Chifman Julia, Kubatko Laura
Department of Cancer Biology, Wake Forest School of Medicine, Winston-Salem, NC 27157, United States.
Department of Statistics, The Ohio State University, Columbus, OH 43210, United States; Department of Evolution, Ecology, and Organismal Biology, The Ohio State University, Columbus, OH 43210, United States.
J Theor Biol. 2015 Jun 7;374:35-47. doi: 10.1016/j.jtbi.2015.03.006. Epub 2015 Mar 17.
The inference of the evolutionary history of a collection of organisms is a problem of fundamental importance in evolutionary biology. The abundance of DNA sequence data arising from genome sequencing projects has led to significant challenges in the inference of these phylogenetic relationships. Among these challenges is the inference of the evolutionary history of a collection of species based on sequence information from several distinct genes sampled throughout the genome. It is widely accepted that each individual gene has its own phylogeny, which may not agree with the species tree. Many possible causes of this gene tree incongruence are known. The best studied is the incomplete lineage sorting, which is commonly modeled by the coalescent process. Numerous methods based on the coalescent process have been proposed for the estimation of the phylogenetic species tree given DNA sequence data.

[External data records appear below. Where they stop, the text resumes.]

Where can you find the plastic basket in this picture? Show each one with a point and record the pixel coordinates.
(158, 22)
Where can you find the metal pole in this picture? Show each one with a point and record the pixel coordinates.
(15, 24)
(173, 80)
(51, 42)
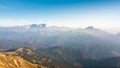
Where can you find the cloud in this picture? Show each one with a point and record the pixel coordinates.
(3, 7)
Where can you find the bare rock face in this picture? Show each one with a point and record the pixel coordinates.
(14, 61)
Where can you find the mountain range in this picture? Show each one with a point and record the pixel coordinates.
(62, 47)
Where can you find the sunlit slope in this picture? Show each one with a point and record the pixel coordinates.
(13, 61)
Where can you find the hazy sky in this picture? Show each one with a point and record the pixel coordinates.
(103, 14)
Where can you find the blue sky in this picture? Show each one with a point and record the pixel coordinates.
(103, 14)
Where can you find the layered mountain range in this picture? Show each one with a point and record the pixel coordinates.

However, use of these methods assumes that the phylogenetic species tree can be identified from DNA sequence data at the leaves of the tree, although this has not been formally established. We prove that the unrooted topology of the n-leaf phylogenetic species tree is generically identifiable given observed data at the leaves of the tree that are assumed to have arisen from the coalescent process under a time-reversible substitution process with the possibility of site-specific rate variation modeled by the discrete gamma distribution and a proportion of invariable sites.
推断一组生物体的进化历史是进化生物学中一个具有根本重要性的问题。基因组测序项目产生的大量DNA序列数据给这些系统发育关系的推断带来了重大挑战。其中一个挑战是根据从整个基因组中采样的几个不同基因的序列信息推断一组物种的进化历史。人们普遍认为,每个个体基因都有自己的系统发育,这可能与物种树不一致。已知这种基因树不一致有许多可能的原因。研究得最透彻的是不完全谱系分选,它通常由合并过程建模。已经提出了许多基于合并过程的方法来根据DNA序列数据估计系统发育物种树。然而,使用这些方法假定可以从树的叶子处的DNA序列数据中识别出系统发育物种树,尽管这尚未得到正式确立。我们证明,在假设树的叶子处的观测数据是在具有由离散伽马分布建模的位点特异性速率变化可能性和一定比例不变位点的时间可逆替换过程下由合并过程产生的情况下,n叶系统发育物种树的无根拓扑结构一般是可识别的。